Tesla recorre à China para equipamento solar de US$ 2,9 bilhões em grande expansão nos EUA: relatório
Diya Poddar
20 de mar. de 2026, 04:46 AM
  • Alguns equipamentos precisam de autorização regulatória, com prazos ainda incertos.
  • Os embarques devem ocorrer antes do outono, provavelmente com destino ao Texas.
  • A Tesla mira 100 gigawatts de fabricação solar nos EUA até 2028.

A Tesla planeja ampliar a produção solar doméstica adquirindo quase US$ 2,9 bilhões em equipamentos de fabricação de fornecedores chineses, segundo reportagem da Reuters divulgada na sexta-feira.

A iniciativa está alinhada com o objetivo mais amplo de Elon Musk de construir capacidade solar em larga escala nos Estados Unidos.

Planos de contratações internas e declarações públicas indicam que a Tesla mira 100 gigawatts de capacidade de fabricação solar antes do final de 2028.

A demanda por energia limpa cresce paralelamente à expansão de centros de dados e de tecnologias com alta intensidade energética.

A iniciativa também reflete a pressão crescente sobre empresas dos EUA para garantir fontes de energia confiáveis internamente.

Fornecedores chineses em foco

A Suzhou Maxwell Technologies despontou como uma concorrente-chave no processo de compras da Tesla.

A empresa é a maior produtora mundial de equipamentos de serigrafia usados na produção de células solares.

Atualmente busca aprovação de exportação do ministério do Comércio da China para o acordo proposto, uma etapa exigida para o envio de certos equipamentos avançados de fabricação.

Outros fornecedores potenciais incluem Shenzhen S.C New Energy Technology e Laplace Renewable Energy Technology.

Essas empresas estão sendo consideradas para apoiar a ampliação planejada da capacidade de fabricação solar da Tesla.

A composição dos fornecedores ressalta a dependência contínua de equipamentos chineses especializados, apesar dos esforços para localizar a produção.

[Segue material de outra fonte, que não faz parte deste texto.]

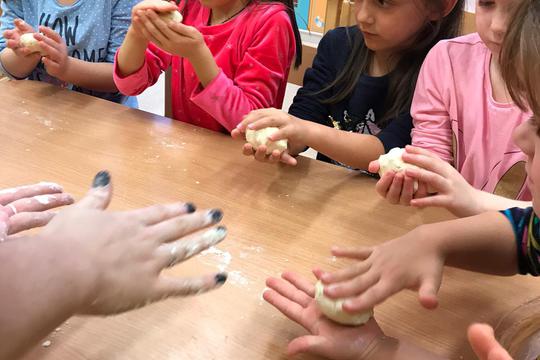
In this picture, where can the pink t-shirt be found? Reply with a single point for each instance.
(254, 52)
(456, 117)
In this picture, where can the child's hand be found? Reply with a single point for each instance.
(485, 345)
(294, 297)
(25, 207)
(177, 39)
(137, 24)
(13, 38)
(412, 262)
(290, 128)
(54, 50)
(453, 192)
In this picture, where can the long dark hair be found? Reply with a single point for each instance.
(403, 77)
(290, 11)
(289, 4)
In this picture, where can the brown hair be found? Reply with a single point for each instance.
(520, 57)
(403, 77)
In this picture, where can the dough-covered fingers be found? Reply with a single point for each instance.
(174, 287)
(177, 251)
(9, 195)
(175, 228)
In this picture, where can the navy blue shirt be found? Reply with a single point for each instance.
(362, 110)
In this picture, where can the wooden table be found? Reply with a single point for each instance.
(279, 218)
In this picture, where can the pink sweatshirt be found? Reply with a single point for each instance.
(456, 117)
(254, 52)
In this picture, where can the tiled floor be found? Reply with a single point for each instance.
(153, 100)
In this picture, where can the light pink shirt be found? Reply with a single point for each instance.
(456, 117)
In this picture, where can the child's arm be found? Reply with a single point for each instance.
(453, 192)
(294, 297)
(15, 61)
(483, 243)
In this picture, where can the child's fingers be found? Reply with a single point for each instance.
(184, 30)
(432, 201)
(236, 134)
(358, 253)
(383, 185)
(347, 273)
(260, 154)
(433, 164)
(352, 287)
(432, 179)
(374, 167)
(275, 157)
(427, 294)
(407, 192)
(50, 34)
(151, 28)
(248, 150)
(371, 297)
(264, 122)
(418, 150)
(160, 25)
(394, 192)
(22, 26)
(422, 190)
(287, 159)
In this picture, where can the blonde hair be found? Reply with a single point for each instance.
(520, 57)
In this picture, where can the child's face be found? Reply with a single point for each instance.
(492, 19)
(390, 25)
(527, 139)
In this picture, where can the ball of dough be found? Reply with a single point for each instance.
(333, 309)
(28, 41)
(173, 16)
(260, 137)
(394, 161)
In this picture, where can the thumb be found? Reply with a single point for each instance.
(309, 344)
(100, 194)
(427, 294)
(4, 224)
(374, 166)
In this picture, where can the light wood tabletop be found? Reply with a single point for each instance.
(278, 218)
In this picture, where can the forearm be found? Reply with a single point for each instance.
(205, 66)
(90, 75)
(19, 66)
(353, 149)
(483, 243)
(491, 202)
(394, 349)
(131, 54)
(37, 294)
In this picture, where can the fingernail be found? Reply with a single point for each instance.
(216, 215)
(221, 278)
(102, 179)
(190, 208)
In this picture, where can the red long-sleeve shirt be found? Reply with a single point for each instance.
(254, 52)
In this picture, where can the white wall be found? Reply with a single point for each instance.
(470, 5)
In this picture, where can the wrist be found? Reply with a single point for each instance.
(71, 271)
(382, 347)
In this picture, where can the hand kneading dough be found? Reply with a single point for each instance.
(28, 41)
(394, 161)
(333, 309)
(260, 137)
(173, 16)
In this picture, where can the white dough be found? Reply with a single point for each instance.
(394, 161)
(333, 309)
(260, 137)
(173, 16)
(28, 41)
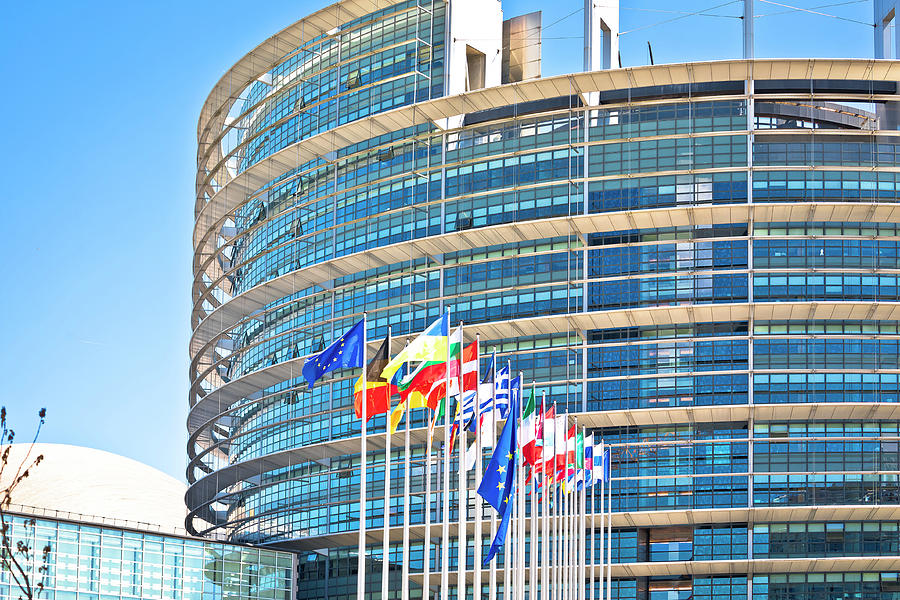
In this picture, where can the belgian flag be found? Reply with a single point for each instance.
(378, 389)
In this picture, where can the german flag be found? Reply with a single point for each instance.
(378, 390)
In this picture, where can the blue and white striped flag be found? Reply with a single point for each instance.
(501, 392)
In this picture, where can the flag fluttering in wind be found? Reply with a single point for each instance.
(346, 352)
(429, 350)
(498, 483)
(378, 389)
(548, 453)
(589, 460)
(578, 475)
(530, 434)
(429, 347)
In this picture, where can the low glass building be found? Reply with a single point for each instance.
(698, 260)
(91, 562)
(113, 530)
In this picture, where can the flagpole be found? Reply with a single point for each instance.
(507, 554)
(386, 535)
(593, 553)
(545, 491)
(520, 496)
(551, 489)
(404, 583)
(445, 521)
(565, 507)
(602, 519)
(567, 521)
(609, 534)
(582, 546)
(462, 486)
(426, 568)
(478, 471)
(493, 425)
(533, 536)
(363, 456)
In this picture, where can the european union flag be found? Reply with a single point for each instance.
(498, 483)
(346, 352)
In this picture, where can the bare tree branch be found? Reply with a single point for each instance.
(16, 553)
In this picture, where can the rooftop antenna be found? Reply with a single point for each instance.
(748, 29)
(601, 33)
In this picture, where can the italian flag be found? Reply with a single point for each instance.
(530, 449)
(429, 350)
(549, 446)
(560, 467)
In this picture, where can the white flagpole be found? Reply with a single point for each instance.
(593, 552)
(609, 535)
(582, 531)
(363, 454)
(533, 540)
(520, 495)
(476, 586)
(545, 504)
(462, 486)
(492, 592)
(386, 536)
(552, 490)
(426, 571)
(445, 521)
(533, 535)
(602, 521)
(570, 529)
(565, 507)
(404, 583)
(507, 553)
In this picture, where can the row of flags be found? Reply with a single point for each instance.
(437, 371)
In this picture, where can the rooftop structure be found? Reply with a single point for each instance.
(698, 260)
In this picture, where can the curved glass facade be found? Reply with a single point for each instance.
(712, 286)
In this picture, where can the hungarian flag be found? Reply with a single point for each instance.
(530, 450)
(378, 389)
(579, 460)
(427, 384)
(549, 445)
(570, 454)
(429, 347)
(465, 407)
(560, 453)
(429, 351)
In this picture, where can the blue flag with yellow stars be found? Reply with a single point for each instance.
(346, 352)
(498, 484)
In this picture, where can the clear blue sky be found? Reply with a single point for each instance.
(98, 153)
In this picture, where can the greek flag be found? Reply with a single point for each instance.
(501, 392)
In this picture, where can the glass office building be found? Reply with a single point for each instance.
(88, 561)
(701, 261)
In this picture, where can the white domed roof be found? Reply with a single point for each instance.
(95, 483)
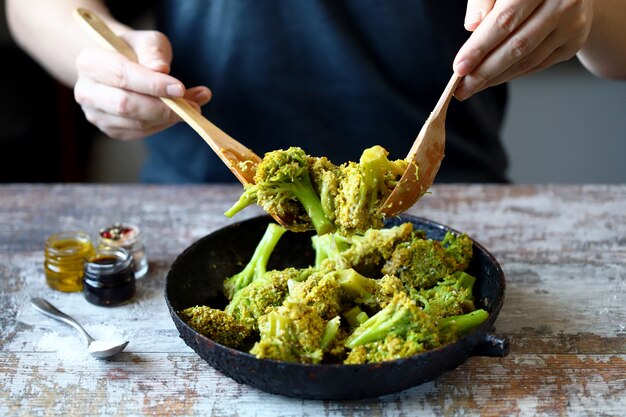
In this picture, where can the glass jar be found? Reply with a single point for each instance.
(109, 278)
(129, 237)
(65, 253)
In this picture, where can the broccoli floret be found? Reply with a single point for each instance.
(269, 290)
(459, 250)
(257, 266)
(283, 187)
(325, 177)
(218, 326)
(451, 328)
(421, 263)
(293, 332)
(390, 348)
(363, 188)
(401, 329)
(366, 253)
(400, 317)
(368, 292)
(450, 297)
(355, 316)
(321, 291)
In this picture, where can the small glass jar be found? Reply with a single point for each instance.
(129, 237)
(109, 279)
(65, 253)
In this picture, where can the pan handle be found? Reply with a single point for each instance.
(491, 344)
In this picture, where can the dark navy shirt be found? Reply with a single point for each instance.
(331, 76)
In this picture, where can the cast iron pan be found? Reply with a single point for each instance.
(196, 276)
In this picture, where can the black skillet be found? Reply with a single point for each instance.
(196, 276)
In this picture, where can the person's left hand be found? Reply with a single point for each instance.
(517, 37)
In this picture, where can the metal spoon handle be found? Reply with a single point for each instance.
(51, 311)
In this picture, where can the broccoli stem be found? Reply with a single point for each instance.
(306, 195)
(379, 326)
(330, 332)
(247, 198)
(328, 246)
(356, 285)
(462, 324)
(257, 266)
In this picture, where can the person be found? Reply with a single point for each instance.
(330, 76)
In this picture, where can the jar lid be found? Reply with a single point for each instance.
(120, 234)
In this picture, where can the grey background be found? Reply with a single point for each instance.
(563, 125)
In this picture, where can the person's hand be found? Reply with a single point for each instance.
(120, 97)
(517, 37)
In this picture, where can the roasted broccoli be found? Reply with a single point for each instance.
(257, 265)
(380, 295)
(363, 188)
(402, 329)
(421, 263)
(218, 325)
(321, 291)
(400, 317)
(311, 192)
(366, 253)
(373, 294)
(267, 291)
(450, 297)
(294, 332)
(283, 186)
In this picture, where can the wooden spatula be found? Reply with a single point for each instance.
(231, 152)
(424, 157)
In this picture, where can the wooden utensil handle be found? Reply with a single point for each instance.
(228, 149)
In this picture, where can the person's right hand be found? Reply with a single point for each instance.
(121, 97)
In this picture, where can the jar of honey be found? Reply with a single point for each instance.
(65, 253)
(109, 278)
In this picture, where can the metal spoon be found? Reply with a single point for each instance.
(97, 348)
(424, 157)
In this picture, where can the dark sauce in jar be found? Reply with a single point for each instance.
(109, 278)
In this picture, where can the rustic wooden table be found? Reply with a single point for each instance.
(562, 248)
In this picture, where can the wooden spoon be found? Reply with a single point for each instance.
(231, 152)
(424, 157)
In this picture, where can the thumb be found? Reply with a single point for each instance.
(153, 49)
(476, 12)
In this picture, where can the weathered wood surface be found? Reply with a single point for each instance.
(563, 250)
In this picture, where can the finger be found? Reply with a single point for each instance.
(121, 103)
(476, 12)
(503, 20)
(111, 68)
(514, 51)
(122, 128)
(153, 49)
(200, 94)
(549, 52)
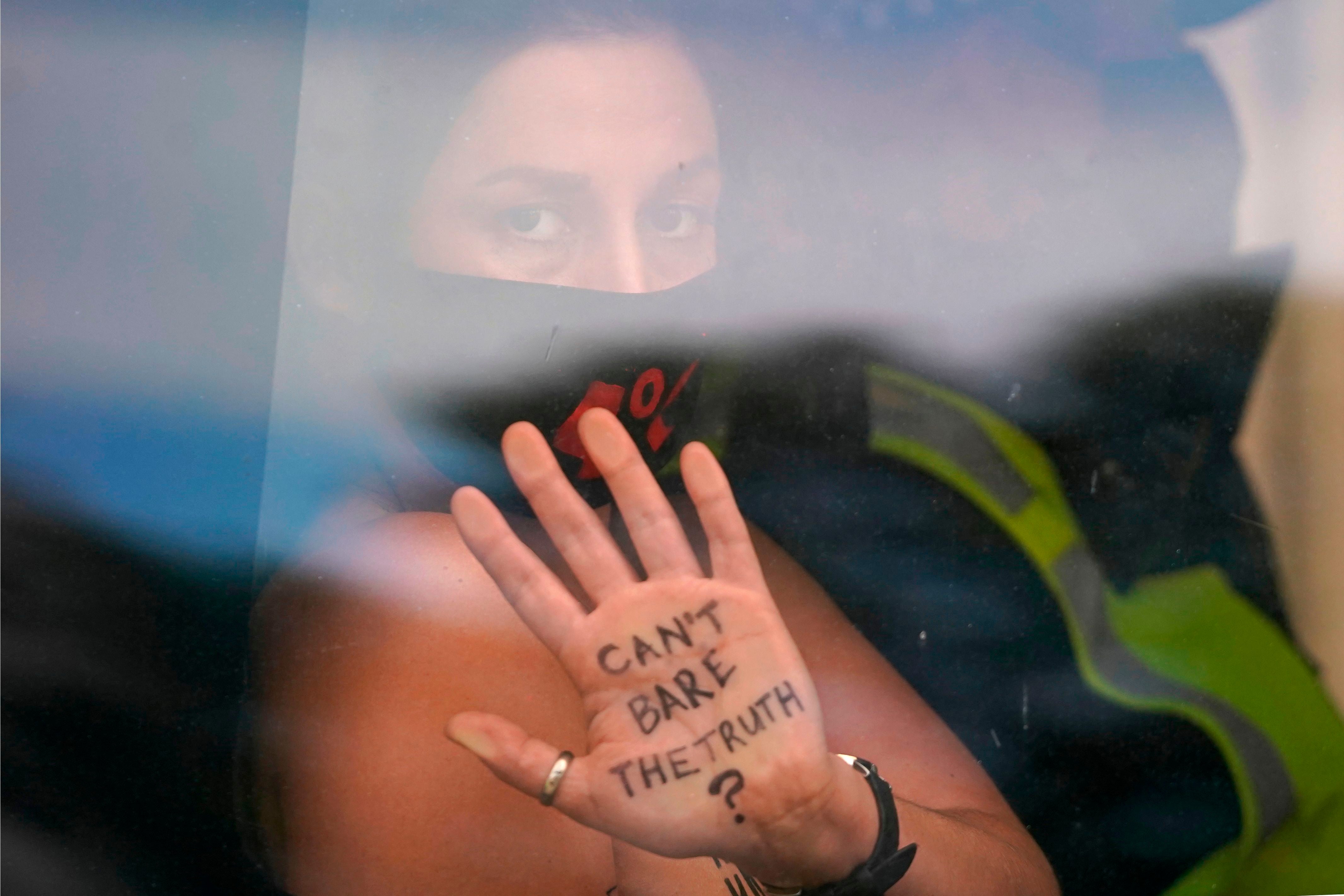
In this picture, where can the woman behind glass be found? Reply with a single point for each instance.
(588, 158)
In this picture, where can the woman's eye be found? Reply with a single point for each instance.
(537, 223)
(676, 221)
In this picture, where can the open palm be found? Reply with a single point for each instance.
(705, 730)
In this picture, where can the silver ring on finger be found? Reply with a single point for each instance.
(554, 777)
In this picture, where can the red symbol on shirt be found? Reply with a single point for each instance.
(644, 400)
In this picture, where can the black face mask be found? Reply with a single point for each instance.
(545, 355)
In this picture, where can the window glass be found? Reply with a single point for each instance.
(459, 447)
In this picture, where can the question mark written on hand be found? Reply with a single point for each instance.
(717, 785)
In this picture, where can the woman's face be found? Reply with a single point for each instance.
(582, 163)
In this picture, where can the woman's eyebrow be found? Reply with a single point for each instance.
(541, 178)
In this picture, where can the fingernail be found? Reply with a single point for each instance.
(603, 437)
(475, 741)
(525, 451)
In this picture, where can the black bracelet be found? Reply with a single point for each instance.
(889, 863)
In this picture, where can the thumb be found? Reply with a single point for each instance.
(522, 762)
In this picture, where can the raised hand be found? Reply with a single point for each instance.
(705, 730)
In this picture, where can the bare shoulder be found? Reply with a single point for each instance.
(362, 653)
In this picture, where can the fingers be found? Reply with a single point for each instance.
(732, 552)
(576, 530)
(538, 597)
(654, 526)
(523, 762)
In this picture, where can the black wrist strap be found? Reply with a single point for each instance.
(889, 863)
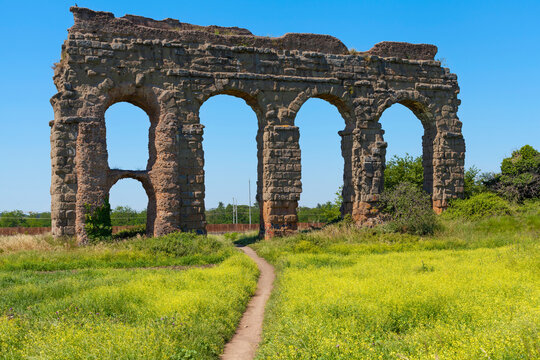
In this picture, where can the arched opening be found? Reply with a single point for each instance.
(322, 161)
(132, 204)
(409, 154)
(231, 166)
(127, 129)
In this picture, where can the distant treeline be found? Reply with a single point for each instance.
(223, 214)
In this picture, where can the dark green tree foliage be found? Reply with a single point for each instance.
(474, 182)
(404, 169)
(477, 207)
(97, 219)
(520, 175)
(17, 218)
(408, 210)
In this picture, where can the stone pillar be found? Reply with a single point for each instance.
(427, 156)
(64, 177)
(191, 178)
(92, 169)
(164, 175)
(281, 174)
(448, 165)
(348, 178)
(368, 155)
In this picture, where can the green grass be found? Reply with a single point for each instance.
(174, 249)
(472, 291)
(97, 302)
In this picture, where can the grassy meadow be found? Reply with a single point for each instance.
(176, 297)
(470, 291)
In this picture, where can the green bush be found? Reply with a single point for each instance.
(97, 221)
(520, 176)
(478, 206)
(404, 169)
(131, 232)
(408, 210)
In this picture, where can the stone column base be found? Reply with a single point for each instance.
(439, 206)
(280, 218)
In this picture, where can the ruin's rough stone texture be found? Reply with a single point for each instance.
(170, 69)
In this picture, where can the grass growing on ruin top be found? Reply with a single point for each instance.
(46, 254)
(470, 291)
(113, 301)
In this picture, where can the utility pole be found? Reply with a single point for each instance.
(236, 210)
(249, 200)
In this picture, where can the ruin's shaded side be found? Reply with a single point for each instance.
(170, 68)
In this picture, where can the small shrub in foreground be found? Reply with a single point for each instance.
(408, 209)
(97, 221)
(137, 230)
(478, 206)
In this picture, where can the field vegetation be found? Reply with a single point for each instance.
(463, 285)
(469, 291)
(175, 297)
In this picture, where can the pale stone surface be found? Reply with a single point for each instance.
(170, 69)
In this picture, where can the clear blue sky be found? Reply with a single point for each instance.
(493, 47)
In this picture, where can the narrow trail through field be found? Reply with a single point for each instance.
(246, 340)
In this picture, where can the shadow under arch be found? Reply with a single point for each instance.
(345, 109)
(142, 176)
(419, 106)
(143, 98)
(253, 103)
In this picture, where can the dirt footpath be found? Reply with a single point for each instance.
(246, 340)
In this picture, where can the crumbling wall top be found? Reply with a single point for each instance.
(131, 26)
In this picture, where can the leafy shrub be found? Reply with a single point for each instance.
(404, 169)
(520, 175)
(131, 232)
(408, 209)
(478, 206)
(474, 182)
(97, 221)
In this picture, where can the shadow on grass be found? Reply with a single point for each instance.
(246, 239)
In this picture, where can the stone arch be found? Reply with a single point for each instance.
(251, 99)
(423, 108)
(142, 176)
(342, 101)
(339, 99)
(141, 97)
(420, 105)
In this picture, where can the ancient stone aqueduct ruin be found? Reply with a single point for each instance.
(169, 69)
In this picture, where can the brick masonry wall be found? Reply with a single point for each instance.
(170, 69)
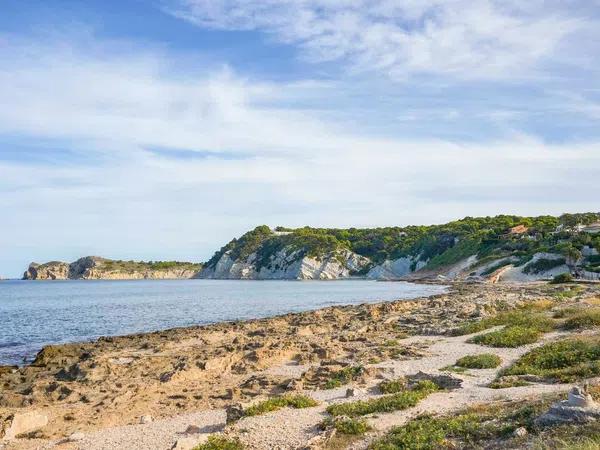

Aprovações de exportação e prazos

O pacote de equipamentos, estimado em cerca de 20 bilhões de yuan, inclui linhas de produção avançadas de serigrafia usadas na fabricação de células solares.

Parte desses equipamentos exigirá liberação de exportação por reguladores chineses, embora ainda não esteja claro quanto do total do pedido está sujeito a essas restrições.

Há também incerteza quanto ao cronograma de aprovação, que pode influenciar os prazos de entrega. Os fornecedores foram instruídos a concluir os embarques antes do outono.

Espera-se que os equipamentos sejam transportados para o Texas, onde a Tesla está expandindo sua presença fabril.

Quaisquer atrasos nas aprovações podem afetar os cronogramas de instalação e de aceleração da produção, potencialmente desacelerando as metas de produção iniciais.

Ampliação da capacidade solar nos EUA

A estratégia de compras da Tesla reflete um esforço mais amplo para localizar a fabricação solar.

Anúncios de vagas publicados pela empresa detalham planos para estabelecer uma cadeia de suprimentos completa em solo americano, cobrindo desde matérias-primas até painéis acabados.

Elon Musk afirmou em janeiro que a energia solar poderia suprir todas as necessidades de eletricidade dos EUA, incluindo a demanda crescente de centros de dados.

As metas internas da empresa sugerem que ela trabalha para implantar 100 gigawatts de capacidade de fabricação solar anualmente, posicionando a energia solar como componente-chave de sua estratégia energética de longo prazo.

Essa expansão também reflete mudanças mais amplas na indústria, em que segurança energética e controle da cadeia de suprimentos passam a ser centrais nas decisões de fabricação, especialmente em setores ligados à energia limpa e à infraestrutura de inteligência artificial.

Vínculo com a SpaceX e uso interno

Espera-se que a capacidade solar planejada apoie principalmente as operações da própria Tesla. Entretanto, parte da produção também se destina a alimentar satélites da SpaceX.

Essa integração aponta para uma estratégia mais ampla na qual Tesla e SpaceX desenvolvem infraestrutura energética compartilhada.

Ambas as empresas buscam soluções energéticas em larga escala, e a expansão da fabricação solar pode desempenhar um papel central no apoio às operações futuras.

A abordagem sugere um movimento em direção a sistemas energéticos verticalmente integrados que abrangem produção, armazenamento e consumo em múltiplas indústrias, vinculando a geração de energia diretamente a aplicações tecnológicas de alta demanda.